最終話 ラティエル
「おかえりなさいませ、カシスタン様」
外出から帰ったカシスタンは、慌てた様子で駆け寄ってきた。
「アリアンディ!ついに、そのときが来た!」
カシスタンは挨拶もそこそこに、私の手を取り、寝室へと向かった。
「さっき、空に赤い星が見えたんだ」
「ええ、私も見ましたわ。でも、それがなにか――」
寝室の大きな鏡の前、カシスタンは鏡に映る私を見つめた。
「カシスタン様、いったい何を?」
「感じない?」
そっと、私を後ろから抱きしめると、お腹の上に手を置いた。
「……え?」
トクンッ――!
信じられない。
私のお腹に、確かに、微かな温もりを感じた。
それは、私の体から発せられる熱とは違う、確かな存在の波動だった。
「君の求める宝物がいるよ。時空を越えて、ようやく、あの子も、ここへ辿り着いた」
「うそ……」
私の瞳から、止めどなく涙が溢れ出した。
「アリアンディ。君は、もう一度、母親になる。今度こそ、幸せな母親に」
そうか……。
私とカシスタンの出会い、そして、私たちが永遠の愛で結ばれる時を待っていたんだ。
ずっと、ずっと待たせていたんだね。
「あなたは、いつだって約束を叶えてくれるのね」
「愛する君のためなら、なんだってできるよ」
私は、2つの世界を超えた愛の奇跡に、ただ感謝した。
私にとって、これ以上の幸福はなかった。
そして、季節は巡る。
春になり、私は、小さな命をこの腕に抱いた。
カシスタンと私の娘。
カシスタンのように深く輝く瞳と、私と同じ薄い茶色の髪をしていた。
2つの世界の愛が、この子の中に宿っている。
私たちは、この子を「ラティエル」と名付けた。
魂の光。
まさに、この子の存在そのものだった。
時折見せる愛らしい頬のえくぼは、前世で生き別れた娘、愛美と似ていた。
私たちは、笑顔に満ちた日々を過ごした。
ラティエルの成長は早く、よちよち歩き、言葉を覚え、毎日を喜びで満たしてくれた。
カシスタンは、良き夫であり、良き父だった。
私とラティエルを心から愛し、私たちを守るために尽力してくれた。
領地は発展し、人々は幸せに暮らし、私たち家族の周りには常に温かい光が満ち溢れていた。

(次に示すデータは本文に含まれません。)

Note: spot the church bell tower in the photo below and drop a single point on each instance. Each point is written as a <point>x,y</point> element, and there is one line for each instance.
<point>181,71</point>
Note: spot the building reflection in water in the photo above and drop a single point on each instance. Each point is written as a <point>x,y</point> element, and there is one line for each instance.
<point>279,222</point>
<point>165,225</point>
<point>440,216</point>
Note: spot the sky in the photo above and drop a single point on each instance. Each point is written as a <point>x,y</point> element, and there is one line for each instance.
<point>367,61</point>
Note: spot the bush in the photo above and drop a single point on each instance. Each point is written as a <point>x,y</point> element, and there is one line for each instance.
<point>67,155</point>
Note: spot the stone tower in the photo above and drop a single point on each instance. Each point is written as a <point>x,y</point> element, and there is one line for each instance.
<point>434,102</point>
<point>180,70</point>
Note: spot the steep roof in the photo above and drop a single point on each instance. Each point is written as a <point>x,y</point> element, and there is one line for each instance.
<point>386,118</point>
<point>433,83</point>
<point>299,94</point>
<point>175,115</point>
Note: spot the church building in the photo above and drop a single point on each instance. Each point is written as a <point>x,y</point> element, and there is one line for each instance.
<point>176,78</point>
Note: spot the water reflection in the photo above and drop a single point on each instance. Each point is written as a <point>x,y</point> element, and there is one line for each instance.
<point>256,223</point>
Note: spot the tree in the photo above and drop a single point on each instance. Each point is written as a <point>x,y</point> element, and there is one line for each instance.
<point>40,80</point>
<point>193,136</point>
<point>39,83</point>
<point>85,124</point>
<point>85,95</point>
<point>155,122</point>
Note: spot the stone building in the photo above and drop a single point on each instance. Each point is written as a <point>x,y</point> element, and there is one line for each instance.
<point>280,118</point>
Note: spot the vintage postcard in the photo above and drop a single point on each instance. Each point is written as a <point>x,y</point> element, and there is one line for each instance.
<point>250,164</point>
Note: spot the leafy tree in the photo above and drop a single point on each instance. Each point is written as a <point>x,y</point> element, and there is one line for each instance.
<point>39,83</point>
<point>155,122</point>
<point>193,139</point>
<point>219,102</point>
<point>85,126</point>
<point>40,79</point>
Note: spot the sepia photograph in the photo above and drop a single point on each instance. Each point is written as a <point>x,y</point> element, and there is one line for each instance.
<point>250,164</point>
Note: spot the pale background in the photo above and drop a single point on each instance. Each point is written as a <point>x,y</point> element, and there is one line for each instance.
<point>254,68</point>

ある日、幼いラティエルは、無邪気に私の髪を撫でながら言った。
「ママ、なんでいつも笑ってるの?」
その言葉に、私は一瞬、息を止めた。
かつて、無理して笑顔を作っていた頃の自分が脳裏をよぎる。
あの頃は、幸せなふりをするしかなかった。
心は鎖で縛られ、笑うことさえ苦しかった。
『無理して笑うことないよ』
前世の夢の中で聞いた、優しい声。
今だって、無理して笑う必要なんてない。
「幸せだからよ」
カシスタンが、そして、私の愛しい娘が、私のことを心から愛してくれているから。
もう、何も怖くない。
私は、今度こそ、本当の幸せを手に入れたのだから。
その夜、ラティエルがすやすやと寝息を立て始めたのを確認すると、カシスタンは静かに私を抱き寄せた。
「可愛いね」
「ええ。天使のようだわ」
「君のことだよ、僕のお姫様」
私は、彼の首に腕を回し、顔を上げた。
その瞳には、私への深い愛と、温かさが満ち溢れていた。
「アリアンディ……」
彼の唇が、私の唇にそっと触れた。
優しく、慈しむようなキス。
「愛している」
彼の声は、熱を帯び、私の耳元で囁かれた。
私は、彼の胸に顔を埋めた。
「私もよ、カシスタン」
私を縛り付けていた鎖は、もうどこにもない。
私が手にしたのは、愛する家族と、自分自身の意志。
夜空に輝く星のように、私の人生は本当の光を放ち始めた。